A Esquerda, por sua vez, está atenta e se reunindo para se contrapor a um sempre possível golpe para tirar a Dilma. Vale lembrar que há exatamente um ano o vizinho Paraguai passou por um gole parlamentar que removeu o presidente em 24 horas. Os movimentos sociais organizados pararam no último fim de semana para se reunir e refletir sobre o que fazer, o que defender e como defender a si mesmos e às instituições democráticas.

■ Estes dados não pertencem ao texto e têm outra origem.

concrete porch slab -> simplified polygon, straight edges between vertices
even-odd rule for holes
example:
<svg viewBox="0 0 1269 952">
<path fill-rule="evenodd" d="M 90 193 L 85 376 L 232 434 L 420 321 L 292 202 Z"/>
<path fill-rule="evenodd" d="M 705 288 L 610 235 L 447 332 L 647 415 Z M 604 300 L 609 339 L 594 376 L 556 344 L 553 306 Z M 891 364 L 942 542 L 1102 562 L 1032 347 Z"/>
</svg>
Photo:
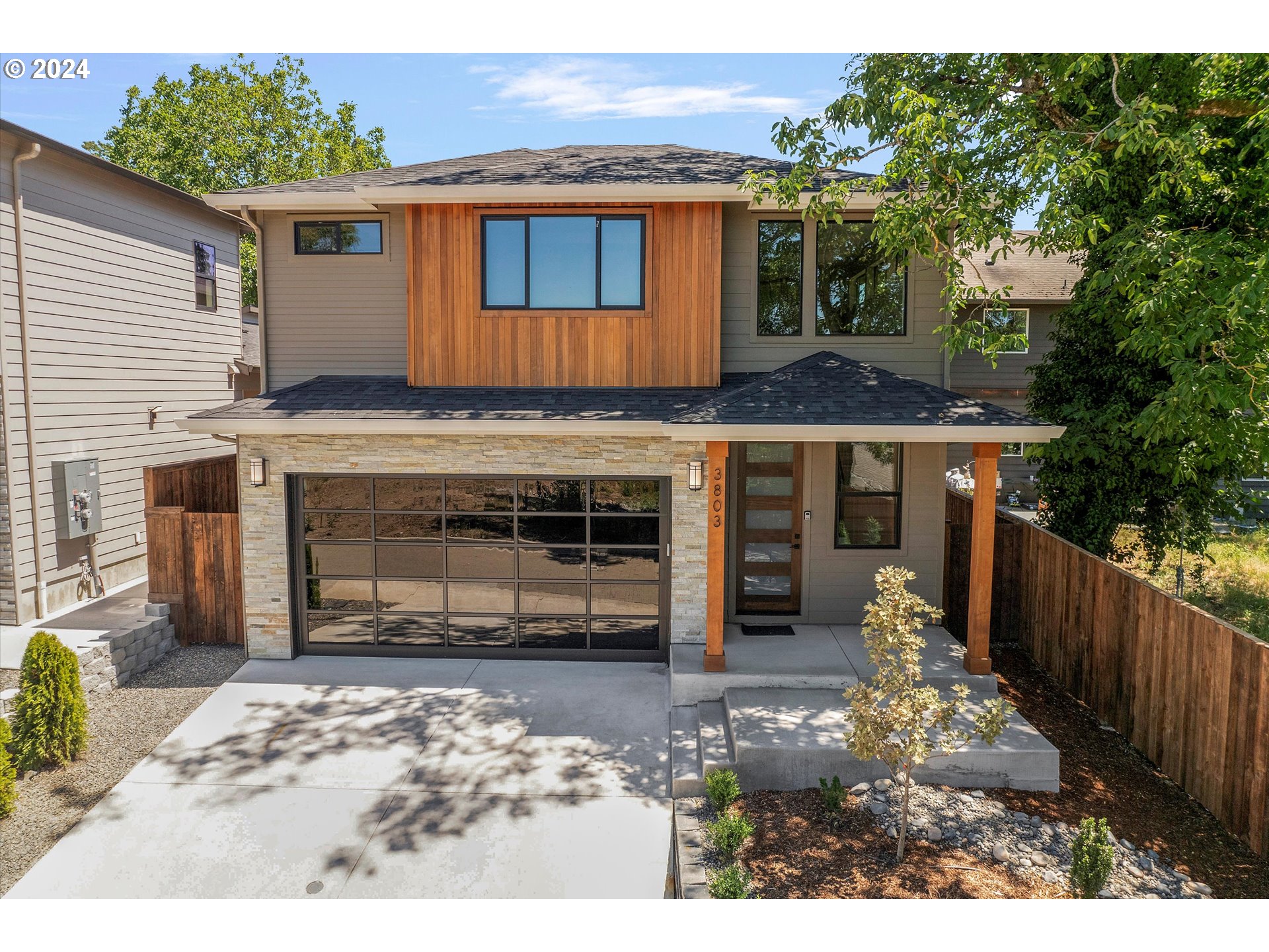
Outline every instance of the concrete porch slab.
<svg viewBox="0 0 1269 952">
<path fill-rule="evenodd" d="M 727 670 L 707 674 L 703 645 L 670 646 L 670 703 L 721 701 L 726 688 L 835 688 L 859 680 L 827 625 L 794 625 L 792 636 L 742 635 L 723 627 Z"/>
<path fill-rule="evenodd" d="M 971 694 L 953 726 L 967 729 L 990 697 Z M 838 691 L 728 688 L 723 703 L 745 790 L 805 790 L 835 774 L 850 787 L 888 776 L 879 762 L 862 762 L 845 749 L 846 706 Z M 912 778 L 950 787 L 1057 790 L 1058 751 L 1015 713 L 995 744 L 971 741 L 931 758 Z"/>
</svg>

O clima está estranho, muito interessante, inquietante e um pouco assustador, não se sabe o que virá. Ao mesmo tempo, os jovens não são facilmente manipuláveis, é outra geração, que enxerga as coisas de outro modo, que consulta seus pares, que desconfia e rejeita tudo que seja controle, que seja vertical, que venha “de cima”. É uma geração que não apenas quer mas está se expressando diretamente, não quer nem confia em representantes, não veio para seguir líderes. Neste sentido, não poderia ser diferente de outras latitudes. Apesar de um tendência a imaginar-se muito diferente, o Brasil está no mundo, sintonizado com o que há de pior e com o que há de melhor em outras latitudes.
Recentemente a presidente Dilma tomou a frente e fez um pronunciamente nacional, para tentar colocar pautas nestes protestos contundentes e difusos. Convidou e se reuniu com movimentos socials, o MPL e outros, reuniu todos os governadores e prefeitos para oferecer bilhões de reais para a Mobilidade Urbana, e outros temas.
O futuro é incerto mas sempre tivemos, temos e teremos esperança nos jovens e no futuro. Como humanistas, conhecemos a lei de superação do velho pelo novo. Está claro que os jovens não querem nem saber das respostas que foram dadas até o momento. Tomara que consigam revolucionar o sistema desde dentro e conquistar o poder real. Para nós, este poder está na democracia direta em todos os níveis e em todos os poderes e será alcançado por meio da não violência ativa como metodologia de ação. Uma Revolução Não Violenta que coloque o ser humano como valor central. Por que não?